Watch your waste! …that’s the message two Chandigarhians are bringing back from a study mission on food waste management held in Japan
We all eat and sometimes we overeat. But more than all of that, we tend to waste food. Remember your last restaurant visit? No one licks a plate clean, there’s always leftover food and no, we don’t really know where it ends up. “In the Indian scenario, it’s usually finds its way into landfills,” tells Dr R S Saini, executive director at the Idma Foundation for Sustainable Development who along with another Chandigarhian, Dr J K Arora, Additional Director at the Punjab State Council for Science & Technology was shortlisted by Asian Productivity Organization, Tokyo for a Study Mission on Waste Management in the Food-marketing and Processing Sectors. The two spent close to ten days in early November in Tokyo.
“Though the study mission concentrated on management on food waste but it simultaneously emphasized on the Japanese vision of establishing a sound material cycle society,” informs Saini who was impressed with the number of Japanese laws aimed specifically at waste management. “Unlike India where there is one all-encompassing law, the Japanese since 2001 have put in place a number of laws that also aim at effective use of resources such as ‘Container & Packaging Recycling Law’, ‘Home Appliances Recycling Law’, ‘Construction Materials Recycling Law’, ‘Food Wastes Recycling Law’ and even a ‘Law on promoting Green Purchase’,” lists out Saini who along with Dr Arora took down notes on their study tour that was an eye-opening affair to say the least.

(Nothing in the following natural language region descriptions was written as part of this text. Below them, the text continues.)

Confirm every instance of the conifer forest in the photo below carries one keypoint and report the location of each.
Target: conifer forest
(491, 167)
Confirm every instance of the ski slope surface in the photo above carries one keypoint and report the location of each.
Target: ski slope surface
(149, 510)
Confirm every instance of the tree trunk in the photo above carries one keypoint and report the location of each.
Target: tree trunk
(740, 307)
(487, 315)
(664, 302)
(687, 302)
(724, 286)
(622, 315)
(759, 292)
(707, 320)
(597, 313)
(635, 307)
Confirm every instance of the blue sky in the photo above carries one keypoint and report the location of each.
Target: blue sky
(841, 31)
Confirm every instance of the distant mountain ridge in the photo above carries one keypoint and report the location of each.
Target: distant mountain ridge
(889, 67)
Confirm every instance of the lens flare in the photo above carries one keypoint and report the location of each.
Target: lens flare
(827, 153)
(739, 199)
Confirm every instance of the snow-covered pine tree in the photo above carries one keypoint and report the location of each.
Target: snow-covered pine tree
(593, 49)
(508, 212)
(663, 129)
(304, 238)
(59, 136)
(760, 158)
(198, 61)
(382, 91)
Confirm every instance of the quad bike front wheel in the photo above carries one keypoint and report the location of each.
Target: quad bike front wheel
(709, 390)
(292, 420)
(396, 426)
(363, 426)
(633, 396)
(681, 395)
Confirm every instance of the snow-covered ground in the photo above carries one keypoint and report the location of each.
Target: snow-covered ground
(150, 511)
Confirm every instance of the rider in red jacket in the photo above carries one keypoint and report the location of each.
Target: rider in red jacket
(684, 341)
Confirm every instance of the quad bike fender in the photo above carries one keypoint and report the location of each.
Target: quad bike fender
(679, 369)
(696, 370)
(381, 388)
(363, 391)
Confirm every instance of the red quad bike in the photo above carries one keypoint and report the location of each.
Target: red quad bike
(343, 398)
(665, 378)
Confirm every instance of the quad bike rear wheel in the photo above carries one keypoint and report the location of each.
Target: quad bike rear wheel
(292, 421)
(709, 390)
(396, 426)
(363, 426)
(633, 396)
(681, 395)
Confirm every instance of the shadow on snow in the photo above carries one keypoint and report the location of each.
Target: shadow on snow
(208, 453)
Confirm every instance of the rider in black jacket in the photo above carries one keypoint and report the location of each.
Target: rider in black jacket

“We were stunned by the enabling approach of the laws,” admits Saini who found that though they included punitive measures, effective market regulations are woven around so that one is encouraged to go for recycling. For example if a food industry wants to throw its waste on municipal landfill it has to pay 55 yen/kg; incineration is now being discouraged and costs about 30 yen/kg; sending your waste to a biogas plant costs Rs 27 Yen/kg. “Further you are given a lot of relaxations in case you send your waste for recycling,” explains Saini.
Impressed with the overall approach to shift to environment friendly lifestyles both at individual levels as well as support from government, the two found it interesting to see parking exclusively for cycles on sub-way metro stations. “People cycle their way to metro, park their cycles and catch metro to go to their offices. The Government strengthens the movement by way of charging high fees on parking of cars,” says Saini who along with Dr Arora cycled around the Imperial Palace on a Sunday. As to what lessons can India learn from a country that’s surging ahead on the Eco route, the two feel it’s imperative to have stricter laws and guidelines. “The cycle has to be made complete by strengthening own systems as well,” he sums up.